頼朝は負けた。この時、散々に破れ、潜伏していた頼朝を見逃して、ピンチを救ったのが景時とであった。
のちに景時は土肥実平を通じて源氏に投じて味方についている。
頼朝の部下となった景時は、頼朝の目や耳となり、重要な戦いに参戦していく。
源(木曽)義仲との宇多川の戦いでは、源義経をはじめ、他の将が簡単な戦勝報告しかしなかった一方で、景時は詳細な戦果報告をして、頼朝を満足させている。多くの鎌倉武士たちが、単純な武者だったのとは違い、景時は事務能力の高さは群を抜いていた。
景時は弁舌に長け、和歌も嗜む教養人でもあったらしい。
それだけではない。
景時は武士としても凄まじい事をやってのけることもできた。
上総広常という武士がいた。
上総と下総の国に、広大な領地を持っていて、勇猛果敢な武士だった。
石橋山の敗戦後に困窮していた、頼朝を助けたのも上総広常だったが、横暴な振る舞いが多かった。
頼朝にとっては危険な存在であった。
ある日、梶原景時は広常に会いに行き、営中(幕府の中)で双六に興じていた。
景時は、その最中、突然、広常を誅殺したという。
景時は源義経とも逸話がたくさんある。
屋島の戦いの前には船につける櫓で対立(逆櫓論争)。
壇ノ浦の戦いでは先陣争いで一触即発になり味方同士の斬り合いになりかけている。
頼朝の目ともいえる景時は、この後、義経を讒言したといわれる。しかし、それをさせたのも義経の独断先行だったかもしれない。
ただ景時は周りの御家人達から讒言癖があると思われていたようである。
のちに三浦義村に「景時に讒言されて命を落とし、職を失った者は、数えきれない」といわれている。
頼朝の死後である。
13人の合議制の1人となる。
だがすぐに景時の運命は急転する。
結城朝光が御所で「忠臣は二君に仕えず」と言ったことがあった。
それを景時が源頼家に注進した。
それは今の政治を誹謗するものだと、頼家に讒言したのだ。
それを知った阿波局(北条政子の妹)がそれを結城朝光に伝え、びっくり仰天した朝光は三浦義村に相談する。
先に述べた三浦義村の景時の讒言癖は、ここでの言説である。
逆に義村は、景時を弾劾する事を決意する。
有力御家人を鶴岡の神前に集め、景時と対決する事を誓って中原仲業が自ら作成した訴状を読み上げる。
その訴状に署名をしたのは、66名にものぼった。

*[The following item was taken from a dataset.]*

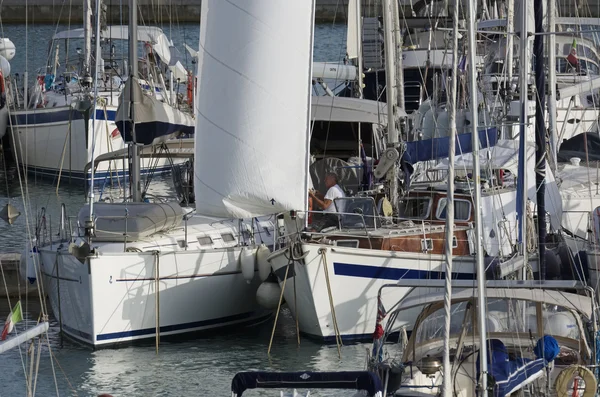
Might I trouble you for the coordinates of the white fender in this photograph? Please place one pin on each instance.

それを三浦義村、和田義盛が大江広元に手渡し頼家に提出するよう求めた。迷っていた広元だが、和田義盛がさらに渡すよう要求したので、広元は頼家に訴状を示した。
頼家は景時を呼び訴状を示し、何か言うことはあるかと、求めたが景時は申し開きはせずに、自分の領地である相模の一宮に引き籠った。

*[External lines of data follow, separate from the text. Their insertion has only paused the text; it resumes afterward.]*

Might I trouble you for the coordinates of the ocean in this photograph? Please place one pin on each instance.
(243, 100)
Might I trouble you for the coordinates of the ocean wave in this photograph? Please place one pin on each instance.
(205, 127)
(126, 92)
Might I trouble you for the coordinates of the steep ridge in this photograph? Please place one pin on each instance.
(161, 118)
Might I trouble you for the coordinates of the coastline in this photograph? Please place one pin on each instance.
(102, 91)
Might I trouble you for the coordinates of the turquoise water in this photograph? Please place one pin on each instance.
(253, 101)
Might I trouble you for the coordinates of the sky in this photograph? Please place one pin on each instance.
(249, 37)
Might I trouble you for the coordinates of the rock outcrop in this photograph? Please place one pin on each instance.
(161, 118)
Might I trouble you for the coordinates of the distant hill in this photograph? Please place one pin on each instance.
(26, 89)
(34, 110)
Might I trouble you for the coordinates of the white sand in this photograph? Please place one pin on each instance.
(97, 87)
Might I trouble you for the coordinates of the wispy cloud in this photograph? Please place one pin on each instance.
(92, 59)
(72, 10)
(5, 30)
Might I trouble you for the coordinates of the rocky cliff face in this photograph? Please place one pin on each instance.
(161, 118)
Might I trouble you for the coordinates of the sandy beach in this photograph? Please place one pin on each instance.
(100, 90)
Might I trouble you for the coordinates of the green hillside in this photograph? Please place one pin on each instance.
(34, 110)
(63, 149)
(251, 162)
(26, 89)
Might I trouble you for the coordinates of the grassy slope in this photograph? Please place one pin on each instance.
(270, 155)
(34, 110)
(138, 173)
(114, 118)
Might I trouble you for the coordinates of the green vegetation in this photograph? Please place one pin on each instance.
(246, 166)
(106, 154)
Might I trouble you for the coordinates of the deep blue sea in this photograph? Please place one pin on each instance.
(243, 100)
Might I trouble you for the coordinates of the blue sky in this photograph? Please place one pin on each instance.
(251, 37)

ひと月後、鎌倉に戻ったが、再び追放されることが決定し、住宅は解体され、守護である播磨を解任されたことで、失脚が決定的となった。
頼朝の一周忌直後に景時は一族と共に一宮を脱出し、西へ向かいます。景時は京の貴族、土御門通親や徳大寺家と親交があり、謀反を企て、京に赴くのではないかと思われたのかもしれません。追討軍が派遣されたが、その前に駿河の清見関で、近隣の武士達と乱闘になり、景時と梶原一族はほとんど討ち果たされてしまいました。
景時が討たれたのは、頼朝のたった1年と少しのことでだった。